Figura 2 – Efeito da cor do fundo sobre a cor à frente.
(Fonte: autores)
De fato, parece impossível fornecer uma boa explicação para a cor de um corpo sem apelar
para ideias e conhecimentos provenientes exclusivamente da Física. O fenômeno da cor de um
corpo não está associado apenas à frequência da onda eletromagnética que ele emite e/ou
reflete. Podemos ilustrar esse argumento com um exemplo disso, através do ‘efeito de fundo’,
conforme representado na Figura 2. O efeito de fundo é um fenômeno que envolve a influência
de uma cor sobre a percepção de outra. Esse efeito é mais bem explicado utilizando-se
conhecimentos da Psicologia ou da Neurociência.

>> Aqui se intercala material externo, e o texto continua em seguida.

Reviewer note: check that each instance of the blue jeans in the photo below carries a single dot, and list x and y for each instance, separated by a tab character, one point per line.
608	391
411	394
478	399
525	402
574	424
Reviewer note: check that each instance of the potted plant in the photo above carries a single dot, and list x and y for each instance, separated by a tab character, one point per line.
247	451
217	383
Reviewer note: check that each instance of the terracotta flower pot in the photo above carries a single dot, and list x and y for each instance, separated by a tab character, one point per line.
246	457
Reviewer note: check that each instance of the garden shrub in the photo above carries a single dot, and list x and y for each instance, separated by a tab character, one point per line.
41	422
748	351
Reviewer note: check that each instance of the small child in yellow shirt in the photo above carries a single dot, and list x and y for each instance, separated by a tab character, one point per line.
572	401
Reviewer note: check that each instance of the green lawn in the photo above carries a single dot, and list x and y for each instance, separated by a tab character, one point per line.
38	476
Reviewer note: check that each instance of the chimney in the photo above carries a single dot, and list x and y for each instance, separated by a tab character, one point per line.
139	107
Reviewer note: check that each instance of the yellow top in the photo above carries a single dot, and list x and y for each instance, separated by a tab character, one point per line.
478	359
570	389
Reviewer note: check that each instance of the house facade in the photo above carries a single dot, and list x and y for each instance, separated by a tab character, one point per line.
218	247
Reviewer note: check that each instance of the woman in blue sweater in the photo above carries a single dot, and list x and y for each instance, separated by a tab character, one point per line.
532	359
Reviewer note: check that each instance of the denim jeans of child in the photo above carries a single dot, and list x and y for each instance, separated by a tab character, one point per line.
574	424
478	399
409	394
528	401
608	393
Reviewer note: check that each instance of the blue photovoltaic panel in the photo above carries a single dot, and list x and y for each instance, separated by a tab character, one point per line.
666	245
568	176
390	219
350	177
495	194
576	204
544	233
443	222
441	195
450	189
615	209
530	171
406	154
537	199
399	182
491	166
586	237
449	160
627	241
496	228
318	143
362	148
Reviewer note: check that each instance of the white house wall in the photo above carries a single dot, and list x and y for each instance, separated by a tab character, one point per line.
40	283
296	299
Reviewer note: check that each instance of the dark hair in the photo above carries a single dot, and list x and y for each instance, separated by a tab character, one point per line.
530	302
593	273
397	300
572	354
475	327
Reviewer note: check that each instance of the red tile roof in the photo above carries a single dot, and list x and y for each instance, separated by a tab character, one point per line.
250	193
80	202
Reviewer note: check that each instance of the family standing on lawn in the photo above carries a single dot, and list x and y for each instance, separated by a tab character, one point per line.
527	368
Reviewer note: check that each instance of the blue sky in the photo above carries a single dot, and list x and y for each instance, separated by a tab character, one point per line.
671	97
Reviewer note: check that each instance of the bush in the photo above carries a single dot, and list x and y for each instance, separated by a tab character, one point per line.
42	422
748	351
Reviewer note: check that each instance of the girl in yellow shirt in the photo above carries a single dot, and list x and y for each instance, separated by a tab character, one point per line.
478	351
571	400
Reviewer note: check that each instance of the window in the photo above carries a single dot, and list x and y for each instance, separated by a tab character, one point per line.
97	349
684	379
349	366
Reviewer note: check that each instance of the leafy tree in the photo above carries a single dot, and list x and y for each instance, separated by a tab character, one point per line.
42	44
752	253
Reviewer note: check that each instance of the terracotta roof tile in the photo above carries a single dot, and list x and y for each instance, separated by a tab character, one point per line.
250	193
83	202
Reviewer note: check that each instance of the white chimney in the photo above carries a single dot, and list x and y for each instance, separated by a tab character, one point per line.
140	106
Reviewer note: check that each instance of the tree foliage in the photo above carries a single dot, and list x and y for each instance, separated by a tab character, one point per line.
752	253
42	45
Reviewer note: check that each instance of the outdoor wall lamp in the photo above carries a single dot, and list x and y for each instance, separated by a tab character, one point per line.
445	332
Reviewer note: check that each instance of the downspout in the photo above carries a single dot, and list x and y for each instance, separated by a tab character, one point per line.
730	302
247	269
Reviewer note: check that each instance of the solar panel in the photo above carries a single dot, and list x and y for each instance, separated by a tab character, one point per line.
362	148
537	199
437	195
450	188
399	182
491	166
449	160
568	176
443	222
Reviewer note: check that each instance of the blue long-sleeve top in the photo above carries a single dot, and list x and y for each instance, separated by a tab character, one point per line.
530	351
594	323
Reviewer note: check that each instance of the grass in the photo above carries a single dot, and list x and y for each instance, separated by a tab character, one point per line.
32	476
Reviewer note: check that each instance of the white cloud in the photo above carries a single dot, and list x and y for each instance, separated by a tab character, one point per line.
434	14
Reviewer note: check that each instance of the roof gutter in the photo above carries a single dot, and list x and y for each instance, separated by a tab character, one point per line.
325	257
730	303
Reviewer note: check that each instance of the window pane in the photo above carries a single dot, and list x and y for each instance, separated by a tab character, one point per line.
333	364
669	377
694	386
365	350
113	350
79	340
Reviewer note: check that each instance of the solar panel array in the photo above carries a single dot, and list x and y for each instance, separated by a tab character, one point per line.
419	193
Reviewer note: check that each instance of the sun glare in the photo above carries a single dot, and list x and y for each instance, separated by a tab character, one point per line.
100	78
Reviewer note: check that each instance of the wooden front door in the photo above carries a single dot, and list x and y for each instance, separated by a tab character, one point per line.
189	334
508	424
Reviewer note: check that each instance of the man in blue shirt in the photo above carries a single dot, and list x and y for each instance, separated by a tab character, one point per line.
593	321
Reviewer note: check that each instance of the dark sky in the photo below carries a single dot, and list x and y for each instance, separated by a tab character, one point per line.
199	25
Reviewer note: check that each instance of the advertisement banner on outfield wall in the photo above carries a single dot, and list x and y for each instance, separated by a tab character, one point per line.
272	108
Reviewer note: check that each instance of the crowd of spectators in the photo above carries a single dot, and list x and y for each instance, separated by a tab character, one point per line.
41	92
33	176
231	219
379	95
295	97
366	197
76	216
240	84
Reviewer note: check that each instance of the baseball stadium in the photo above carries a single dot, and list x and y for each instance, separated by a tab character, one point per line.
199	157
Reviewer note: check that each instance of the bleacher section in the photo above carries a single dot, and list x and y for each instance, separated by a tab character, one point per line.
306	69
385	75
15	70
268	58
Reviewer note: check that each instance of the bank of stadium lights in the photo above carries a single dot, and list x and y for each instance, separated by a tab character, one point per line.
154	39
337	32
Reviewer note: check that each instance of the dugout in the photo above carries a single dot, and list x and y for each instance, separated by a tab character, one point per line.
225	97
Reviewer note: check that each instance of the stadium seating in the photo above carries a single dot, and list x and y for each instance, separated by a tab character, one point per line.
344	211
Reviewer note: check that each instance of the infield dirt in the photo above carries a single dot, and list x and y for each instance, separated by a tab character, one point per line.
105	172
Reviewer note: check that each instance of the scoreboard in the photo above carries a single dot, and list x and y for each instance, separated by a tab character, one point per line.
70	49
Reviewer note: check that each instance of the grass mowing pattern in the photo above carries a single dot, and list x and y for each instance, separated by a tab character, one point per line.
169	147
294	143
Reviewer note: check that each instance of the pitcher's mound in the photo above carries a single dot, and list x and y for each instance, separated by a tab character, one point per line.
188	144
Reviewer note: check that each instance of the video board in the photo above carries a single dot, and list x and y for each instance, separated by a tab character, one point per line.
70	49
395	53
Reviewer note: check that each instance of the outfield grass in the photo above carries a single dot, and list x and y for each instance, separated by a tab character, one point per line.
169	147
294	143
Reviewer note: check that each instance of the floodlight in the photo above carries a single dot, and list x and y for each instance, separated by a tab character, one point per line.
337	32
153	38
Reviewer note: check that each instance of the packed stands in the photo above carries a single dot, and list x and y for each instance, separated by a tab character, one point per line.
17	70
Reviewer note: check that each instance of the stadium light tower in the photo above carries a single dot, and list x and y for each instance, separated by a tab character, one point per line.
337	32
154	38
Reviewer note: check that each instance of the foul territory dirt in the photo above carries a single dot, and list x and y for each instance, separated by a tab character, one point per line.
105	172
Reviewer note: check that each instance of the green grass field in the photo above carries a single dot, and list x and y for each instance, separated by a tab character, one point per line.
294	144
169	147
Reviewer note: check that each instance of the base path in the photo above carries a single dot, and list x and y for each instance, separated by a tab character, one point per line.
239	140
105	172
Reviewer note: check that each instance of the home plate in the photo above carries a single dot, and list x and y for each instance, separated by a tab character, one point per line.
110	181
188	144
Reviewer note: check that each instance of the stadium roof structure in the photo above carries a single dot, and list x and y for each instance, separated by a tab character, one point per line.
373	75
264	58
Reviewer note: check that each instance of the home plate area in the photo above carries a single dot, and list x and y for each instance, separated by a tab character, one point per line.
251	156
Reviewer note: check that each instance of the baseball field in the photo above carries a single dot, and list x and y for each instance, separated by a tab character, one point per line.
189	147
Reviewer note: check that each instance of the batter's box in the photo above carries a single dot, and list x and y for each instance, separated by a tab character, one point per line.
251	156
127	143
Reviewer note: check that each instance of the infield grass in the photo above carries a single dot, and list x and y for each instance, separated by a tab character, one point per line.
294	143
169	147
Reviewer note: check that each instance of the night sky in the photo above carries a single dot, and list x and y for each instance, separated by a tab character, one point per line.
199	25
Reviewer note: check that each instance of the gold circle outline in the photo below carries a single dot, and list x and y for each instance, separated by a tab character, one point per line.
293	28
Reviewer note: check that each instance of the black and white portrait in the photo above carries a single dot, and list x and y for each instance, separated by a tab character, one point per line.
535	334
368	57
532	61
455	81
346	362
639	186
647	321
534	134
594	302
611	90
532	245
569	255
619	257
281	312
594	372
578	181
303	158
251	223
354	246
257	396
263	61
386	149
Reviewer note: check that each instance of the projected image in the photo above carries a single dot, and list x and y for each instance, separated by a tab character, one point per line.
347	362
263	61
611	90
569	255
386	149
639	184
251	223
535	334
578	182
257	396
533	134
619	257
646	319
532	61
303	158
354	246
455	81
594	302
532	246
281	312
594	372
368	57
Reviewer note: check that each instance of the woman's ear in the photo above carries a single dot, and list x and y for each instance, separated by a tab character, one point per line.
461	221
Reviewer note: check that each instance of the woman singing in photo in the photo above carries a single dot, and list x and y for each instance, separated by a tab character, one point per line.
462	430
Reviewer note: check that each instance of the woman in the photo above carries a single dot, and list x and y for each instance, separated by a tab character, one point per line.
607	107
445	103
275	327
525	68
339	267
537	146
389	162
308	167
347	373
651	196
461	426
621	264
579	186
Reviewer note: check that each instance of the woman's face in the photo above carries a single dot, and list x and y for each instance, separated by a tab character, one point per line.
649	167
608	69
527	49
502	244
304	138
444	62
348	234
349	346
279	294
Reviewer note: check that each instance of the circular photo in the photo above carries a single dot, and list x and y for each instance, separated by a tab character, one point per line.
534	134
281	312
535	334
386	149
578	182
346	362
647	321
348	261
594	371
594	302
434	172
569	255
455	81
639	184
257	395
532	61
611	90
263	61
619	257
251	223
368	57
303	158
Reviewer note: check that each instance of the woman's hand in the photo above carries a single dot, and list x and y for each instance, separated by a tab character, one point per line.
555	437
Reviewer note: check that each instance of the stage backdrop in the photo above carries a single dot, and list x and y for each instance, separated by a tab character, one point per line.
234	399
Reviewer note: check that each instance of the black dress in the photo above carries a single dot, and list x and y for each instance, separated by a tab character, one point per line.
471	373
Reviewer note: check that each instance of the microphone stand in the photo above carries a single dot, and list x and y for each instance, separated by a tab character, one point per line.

Na Figura 2, as frequências das luzes refletidas pelos dois círculos são idênticas. Por causa
da cor verde ou amarela do fundo quadrado, a cor do círculo é percebida, no primeiro caso, mais
amarela ou mais clara, e no segundo caso, mais verde ou mais escura. Pedrosa (1982) estudou
profundamente o efeito de fundo para desenvolver o que chamou de ‘cor inexistente’. A
explicação para a cor dos corpos meramente baseada na física da luz não dá conta do efeito de
fundo da Figura 2. As frequências das ondas eletromagnéticas refletidas pelos dois círculos são
idênticas e, portanto, eles deveriam apresentar a mesma cor. Pode-se dizer que a cor física é a
mesma (ondas eletromagnéticas de mesma frequência), mas a cor psicológica não é.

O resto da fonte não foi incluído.